É um debate esclarecido, mas que mascara também um problema mais profundo dentro da macroeconomia. A estagnação secular, uma queda acentuada nas taxas de crescimento com uma grande duração, não é uma coisa que se consiga enquadrar muito facilmente na atual geração de teorias e modelos macroeconómicos.

Parte deste debate faz-me lembrar uma discussão entre matemáticos nos finais do século XIX. Na época, os matemáticos - e os físicos também - consideravam ter resolvido a maioria dos problemas, tal como os economistas o pensavam ter feito até 2008.

É instrutivo voltarmos a um episódio que envolve o matemático alemão Richard Dedekind. Ele foi um dos rebeldes do seu tempo e usou uma nova técnica para provar um resultado importante. Hoje, o seu método seria considerado normal, mas naquela época foi revolucionário. A resposta dos tradicionalistas foi dura. Leopold Kronecker, outro matemático alemão, menosprezou a prova de Dedekind considerando-a inútil por não ter qualquer aplicação prática. Dedekind ripostou, não muito amavelmente, que ele pretendia "pôr pensamentos no lugar dos cálculos".

O advento da instabilidade crónica é atualmente o desafio equivalente para a macroeconomia. Os instrumentos usados hoje pela maioria dos macroeconomistas não conseguem lidar adequadamente com isto. São necessárias novas ferramentas. Elas existem noutras disciplinas, mas para os macroeconomistas de hoje parecem tão estranhas como as coisas abstratas pareciam aos olhos dos matemáticos do século XIX.

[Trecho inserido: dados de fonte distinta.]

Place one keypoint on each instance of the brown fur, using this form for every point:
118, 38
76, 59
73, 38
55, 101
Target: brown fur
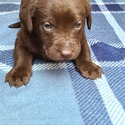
52, 30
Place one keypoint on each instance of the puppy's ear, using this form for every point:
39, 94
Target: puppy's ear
26, 15
88, 13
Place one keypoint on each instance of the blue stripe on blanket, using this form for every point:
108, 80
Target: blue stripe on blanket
116, 81
91, 105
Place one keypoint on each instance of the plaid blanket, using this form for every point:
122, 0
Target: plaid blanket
57, 94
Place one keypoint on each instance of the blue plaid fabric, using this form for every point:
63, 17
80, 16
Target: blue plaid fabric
56, 93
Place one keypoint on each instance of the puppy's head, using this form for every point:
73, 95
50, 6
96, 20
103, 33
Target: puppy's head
58, 25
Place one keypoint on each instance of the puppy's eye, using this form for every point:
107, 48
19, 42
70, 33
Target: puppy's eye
78, 25
47, 26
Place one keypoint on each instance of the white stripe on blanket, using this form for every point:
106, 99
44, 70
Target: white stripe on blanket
120, 33
113, 106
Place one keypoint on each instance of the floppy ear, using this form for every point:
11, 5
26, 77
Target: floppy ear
26, 15
88, 13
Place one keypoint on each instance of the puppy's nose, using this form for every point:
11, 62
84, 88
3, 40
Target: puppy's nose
66, 53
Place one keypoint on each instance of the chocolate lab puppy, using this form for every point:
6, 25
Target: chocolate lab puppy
52, 30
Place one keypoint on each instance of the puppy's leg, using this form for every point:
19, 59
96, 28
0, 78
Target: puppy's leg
21, 71
84, 63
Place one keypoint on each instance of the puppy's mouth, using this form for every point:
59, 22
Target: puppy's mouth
63, 54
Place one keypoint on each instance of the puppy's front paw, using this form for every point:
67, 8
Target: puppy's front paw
89, 70
18, 76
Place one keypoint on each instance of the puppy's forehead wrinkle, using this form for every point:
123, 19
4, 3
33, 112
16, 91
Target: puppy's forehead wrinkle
48, 8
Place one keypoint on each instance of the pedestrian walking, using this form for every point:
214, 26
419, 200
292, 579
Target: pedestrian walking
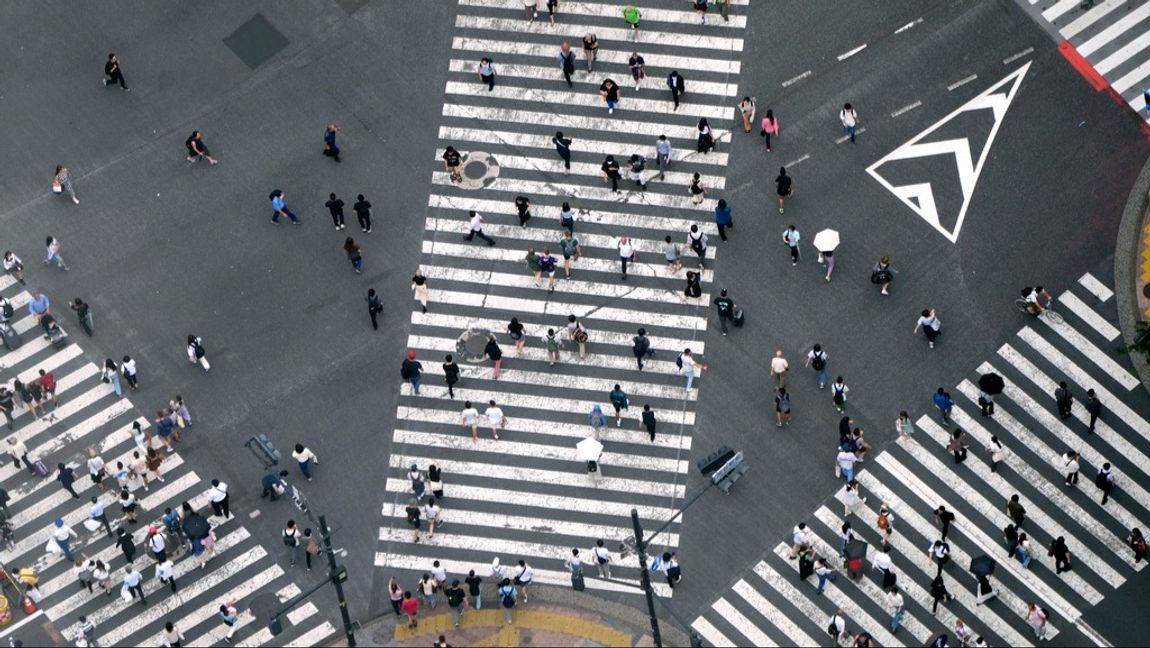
53, 246
689, 366
451, 164
496, 418
476, 228
697, 241
782, 408
564, 147
850, 119
1065, 399
196, 149
420, 287
1105, 481
280, 207
784, 188
487, 73
219, 498
608, 90
113, 74
790, 239
746, 111
637, 66
929, 324
677, 86
610, 169
706, 142
566, 59
768, 128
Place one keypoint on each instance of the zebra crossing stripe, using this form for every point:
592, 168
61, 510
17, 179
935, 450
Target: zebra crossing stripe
537, 450
633, 487
905, 512
536, 329
1072, 371
1062, 605
495, 47
598, 146
608, 434
401, 490
605, 33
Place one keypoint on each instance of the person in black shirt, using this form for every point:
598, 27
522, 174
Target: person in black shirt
336, 206
363, 213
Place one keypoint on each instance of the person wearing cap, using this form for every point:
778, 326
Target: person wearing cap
411, 371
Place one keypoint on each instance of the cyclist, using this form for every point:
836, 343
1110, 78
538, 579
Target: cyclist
1032, 297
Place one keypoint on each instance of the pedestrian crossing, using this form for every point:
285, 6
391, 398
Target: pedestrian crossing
1113, 36
526, 495
768, 605
90, 414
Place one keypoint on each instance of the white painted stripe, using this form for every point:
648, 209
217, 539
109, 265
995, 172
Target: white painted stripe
878, 627
1114, 30
537, 73
986, 615
1094, 286
63, 609
907, 516
559, 310
629, 192
1087, 314
711, 633
773, 615
495, 47
1097, 356
584, 534
961, 82
630, 101
573, 479
666, 436
868, 588
1060, 605
742, 624
635, 388
585, 216
599, 146
1124, 53
156, 612
561, 578
535, 450
1086, 448
1089, 17
574, 32
569, 7
589, 170
1073, 372
850, 53
1059, 8
997, 516
603, 124
536, 328
519, 501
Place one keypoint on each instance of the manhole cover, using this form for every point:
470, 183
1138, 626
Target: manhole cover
480, 169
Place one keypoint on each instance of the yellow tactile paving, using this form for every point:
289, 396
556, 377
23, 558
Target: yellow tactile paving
434, 625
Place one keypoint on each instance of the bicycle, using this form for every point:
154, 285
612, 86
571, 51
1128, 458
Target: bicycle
1051, 315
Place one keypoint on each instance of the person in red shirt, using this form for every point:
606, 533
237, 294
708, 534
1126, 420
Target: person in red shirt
411, 608
48, 386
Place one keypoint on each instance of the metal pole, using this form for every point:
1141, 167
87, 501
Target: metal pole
645, 578
324, 533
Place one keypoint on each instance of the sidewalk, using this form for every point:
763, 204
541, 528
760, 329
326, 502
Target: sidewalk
1132, 266
554, 617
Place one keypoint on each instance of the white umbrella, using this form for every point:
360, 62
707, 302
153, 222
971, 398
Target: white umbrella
588, 450
826, 241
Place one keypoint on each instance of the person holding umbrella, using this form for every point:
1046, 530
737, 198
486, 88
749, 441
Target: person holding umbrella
825, 243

De momento, os tradicionalistas ainda dominam. Eles conseguiram ultrapassar as guerrilhas ideológicas do século XX ao darem um salto em direção a uma nova geração de modelos económicos que eram tecnicamente complexos - no sentido da matemática do século XIX. Os modelos integravam aquilo que os economistas sabiam acerca dos vários mercados com o conhecimento que tinham sobre a economia como um todo. Os chamados modelos de equilíbrio geral dinâmico estocástico (DSGE em inglês) foram desenhados até para lidar com algumas perturbações imprevisíveis como um choque tecnológico. Simplesmente não foram capazes de lidar com os choques que acabámos por sofrer - uma crise financeira, bancarrota e deflação.

De um ponto de vista matemático, os modelos modernos têm pelo menos três características questionáveis. A primeira é a suposição de um único equilíbrio macroeconómico - a noção de que a economia regressa à sua posição ou ao seu caminho anterior depois de um choque. Atualmente, os macroeconomistas não têm nenhuma moldura técnica coerente para lidar com uma estagnação secular ou com um excesso de poupança.

A segunda é a linearidade - a ideia de uma relação linear entre acontecimentos. Os modelos macroeconómicos-padrão são complexos e o seu sistema de equações é linear. Mas se quisermos compreender porque é que a economia teve um bom desempenho antes de 2007, porque houve uma quebra em 2008 e a razão pela qual o caminho do rendimento económico nunca regressou à sua trajetória anterior, necessitaríamos de modelos que incorporassem a noção de não linearidade e mesmo de caos.

A terceira não é logicamente uma categoria por si mesma, mas antes uma combinação das duas acima: a suposição de um espaço sem limites, onde, independentemente do local em que estejamos, podemos sempre ir mais longe. Sabemos, por exemplo, que as taxas de juro não podem descer muito abaixo de zero porque as pessoas podem sempre acumular dinheiro e evitar assim uma taxa negativa. Zonas proibidas como um limite inferior a zero são campos minados técnicos num modelo. Acontecem coisas estranhas quando nos aproximamos do limite exterior do nosso espaço.

Poucas destas críticas deixaram uma impressão duradoura na profissão. A maioria investiu o trabalho de uma vida no desenvolvimento de modelos DSGE. Eles continuam a remexer com os seus modelos e esperam que nenhum político alguma vez os vá usar. Infelizmente, já muitas instituições o fizeram. Um exemplo é a utilização pelo Banco Central Europeu de um modelo DSGE que tem produzido persistentemente previsões demasiado otimistas.

E quanto aos rebeldes? Um detrator precoce foi Hyman Minsky, que desenvolveu um quadro sobre como compreender uma crise moderna nas décadas de 1980 e 1990. Minsky foi banido pelo poder estabelecido. Os atuais desafiadores do consenso, tal como Minsky antes deles, permanecem nas antecâmaras desse debate, no Twitter e nos blogues, fora das revistas tradicionais e das universidades de topo.

Irão ser bem-sucedidos? Da mesma forma que nenhum desses modelos tem a esperança de predizer o nosso futuro, também eu não consigo predizer o futuro da macroeconomia em si. Tendo seguido o debate desde há muito tempo, o meu palpite é que, ao contrário do que acontece na matemática, o desafio ganhador virá de fora da disciplina e irá ser brutal.